At this stage of human advancement, it seems like we should have transcended the third slice of bread, the carby interloper that gives the club sandwich its identity and its needless heft. Any element that stands between our mouth and bacon is a problem.

With their Kobb Salad sandwich, Kokomo Cafe, once located at the Original Farmers Market and now in a more swank locale on Beverly Boulevard, makes a valiant try to redeem the third slice. They do far better than most. In fact, they almost succeed.

The interior of Kokomo Cafe.; Credit: Guzzle & Nosh

The interior of Kokomo Cafe.; Credit: Guzzle & Nosh

If you're the sort who must be compelled to eat raw greens (that wouldn't be us), the Kobb Salad sandwich is your ticket. Sure it has all the elements of a Cobb salad, but here, “salad” is a euphemistic descriptor not a statement of fact, sort of like the beef in a Taco Bell taco. Between three thick slices of dense, white bread are tomato slices, large lettuce leaves, not too much blue cheese, flayed and smashed hardboiled eggs, avocado, slabs of thoroughly grilled chicken breast and slices of thick, smokey, honey-tinged bacon. The bacon is both a blessing and a curse. Blessing because it's bacon and, therefore, the best thing on the sandwich. Curse, because it's bacon and, therefore, the best thing on the sandwich.

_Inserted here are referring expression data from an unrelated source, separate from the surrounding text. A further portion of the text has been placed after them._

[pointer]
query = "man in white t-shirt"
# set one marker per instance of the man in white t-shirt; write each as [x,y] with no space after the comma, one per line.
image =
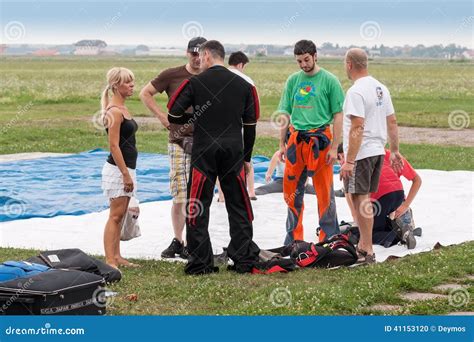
[368,117]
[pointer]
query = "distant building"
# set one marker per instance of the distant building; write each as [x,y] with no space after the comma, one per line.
[159,52]
[374,53]
[262,51]
[89,47]
[45,52]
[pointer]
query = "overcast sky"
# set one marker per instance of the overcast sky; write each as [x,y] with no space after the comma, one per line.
[167,23]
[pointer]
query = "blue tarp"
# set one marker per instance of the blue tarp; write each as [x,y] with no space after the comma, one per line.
[71,185]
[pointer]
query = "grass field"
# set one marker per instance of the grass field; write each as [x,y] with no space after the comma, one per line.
[48,104]
[424,92]
[163,289]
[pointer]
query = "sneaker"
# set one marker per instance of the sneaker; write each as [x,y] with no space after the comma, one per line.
[175,247]
[364,258]
[405,226]
[184,253]
[221,259]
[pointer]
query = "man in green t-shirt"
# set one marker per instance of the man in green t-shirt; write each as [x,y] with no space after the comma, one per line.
[311,100]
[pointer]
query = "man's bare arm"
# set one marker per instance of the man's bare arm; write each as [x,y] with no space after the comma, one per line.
[147,97]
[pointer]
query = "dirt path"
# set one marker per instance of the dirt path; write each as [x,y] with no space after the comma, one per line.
[409,135]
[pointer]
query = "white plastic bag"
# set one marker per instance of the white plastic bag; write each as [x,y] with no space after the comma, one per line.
[130,227]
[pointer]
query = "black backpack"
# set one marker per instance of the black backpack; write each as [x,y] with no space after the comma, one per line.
[335,252]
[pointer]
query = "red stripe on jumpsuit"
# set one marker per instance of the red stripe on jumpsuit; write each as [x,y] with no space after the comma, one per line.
[241,178]
[197,185]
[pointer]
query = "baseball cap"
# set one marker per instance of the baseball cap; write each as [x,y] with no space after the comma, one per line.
[195,43]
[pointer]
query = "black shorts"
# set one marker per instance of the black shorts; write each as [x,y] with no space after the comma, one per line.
[365,176]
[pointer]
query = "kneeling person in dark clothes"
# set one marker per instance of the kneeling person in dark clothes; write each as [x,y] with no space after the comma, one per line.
[223,104]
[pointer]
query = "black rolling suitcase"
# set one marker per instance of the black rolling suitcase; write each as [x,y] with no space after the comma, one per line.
[54,292]
[75,259]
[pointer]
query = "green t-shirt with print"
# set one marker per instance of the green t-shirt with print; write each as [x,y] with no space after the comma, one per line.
[311,101]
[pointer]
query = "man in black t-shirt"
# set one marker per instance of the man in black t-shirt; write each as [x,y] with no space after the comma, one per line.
[180,138]
[223,104]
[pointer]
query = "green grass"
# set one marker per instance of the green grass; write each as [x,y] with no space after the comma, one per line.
[163,289]
[424,92]
[76,135]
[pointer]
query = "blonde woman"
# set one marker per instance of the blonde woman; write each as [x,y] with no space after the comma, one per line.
[118,174]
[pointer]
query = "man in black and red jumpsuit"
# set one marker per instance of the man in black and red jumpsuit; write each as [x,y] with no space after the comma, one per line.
[223,104]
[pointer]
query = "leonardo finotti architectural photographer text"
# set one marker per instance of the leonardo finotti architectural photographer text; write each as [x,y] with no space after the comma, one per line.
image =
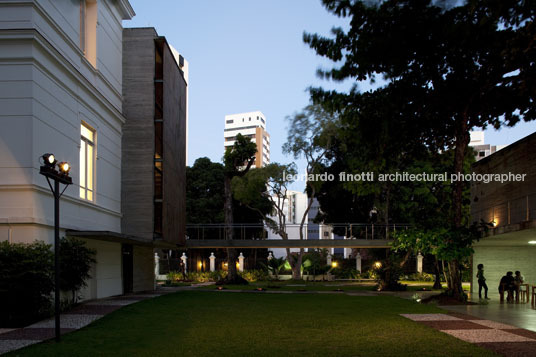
[409,177]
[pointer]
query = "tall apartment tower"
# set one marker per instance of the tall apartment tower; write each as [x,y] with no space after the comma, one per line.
[253,126]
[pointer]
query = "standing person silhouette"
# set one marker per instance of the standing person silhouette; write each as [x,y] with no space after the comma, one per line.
[481,282]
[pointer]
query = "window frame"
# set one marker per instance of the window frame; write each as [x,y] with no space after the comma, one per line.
[84,171]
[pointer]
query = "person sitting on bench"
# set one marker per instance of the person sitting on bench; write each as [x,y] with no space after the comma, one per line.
[507,285]
[518,280]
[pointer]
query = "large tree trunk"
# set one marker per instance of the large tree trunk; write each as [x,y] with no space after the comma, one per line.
[462,141]
[437,282]
[232,274]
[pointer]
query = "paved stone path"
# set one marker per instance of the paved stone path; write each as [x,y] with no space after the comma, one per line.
[504,339]
[80,316]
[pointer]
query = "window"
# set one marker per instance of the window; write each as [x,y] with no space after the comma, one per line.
[87,163]
[88,30]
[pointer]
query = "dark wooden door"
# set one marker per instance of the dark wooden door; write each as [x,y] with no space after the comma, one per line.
[128,267]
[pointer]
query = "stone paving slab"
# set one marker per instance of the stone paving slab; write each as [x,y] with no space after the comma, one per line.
[487,335]
[430,317]
[112,302]
[498,337]
[94,309]
[38,334]
[10,345]
[68,321]
[523,332]
[464,316]
[494,324]
[511,349]
[78,317]
[453,325]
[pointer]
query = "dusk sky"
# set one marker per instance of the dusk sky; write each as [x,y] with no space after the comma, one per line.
[247,55]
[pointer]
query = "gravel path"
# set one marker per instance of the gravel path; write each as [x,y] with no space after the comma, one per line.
[78,317]
[501,338]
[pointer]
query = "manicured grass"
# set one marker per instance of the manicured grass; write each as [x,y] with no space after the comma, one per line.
[201,323]
[318,286]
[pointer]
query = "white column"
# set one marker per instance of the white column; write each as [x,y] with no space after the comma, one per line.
[358,261]
[419,262]
[184,259]
[241,262]
[156,264]
[156,268]
[212,259]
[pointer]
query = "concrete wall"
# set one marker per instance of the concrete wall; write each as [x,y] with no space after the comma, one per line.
[174,168]
[139,138]
[512,206]
[498,260]
[144,278]
[137,182]
[510,202]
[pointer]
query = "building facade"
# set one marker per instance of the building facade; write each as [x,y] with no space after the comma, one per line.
[511,207]
[62,73]
[253,126]
[154,138]
[294,208]
[482,149]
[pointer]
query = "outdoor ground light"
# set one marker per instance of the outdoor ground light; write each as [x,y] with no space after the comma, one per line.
[59,173]
[49,160]
[64,167]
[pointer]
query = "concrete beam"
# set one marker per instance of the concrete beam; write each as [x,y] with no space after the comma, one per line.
[291,243]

No matter how good everything else tastes, Kokomo's bacon — and it is delicious — makes us want to rip out the superfluous slice and return to a simpler era, or at least a simpler sandwich. It's something of an existential dilemma: The experience of being with Kokomo's bacon is also learning to be without Kokomo's bacon.

We're quite fond of Kokomo's catfish and eggs for breakfast, but when it comes to the marriage of bacon, lettuce and tomato, let no impediment be admitted.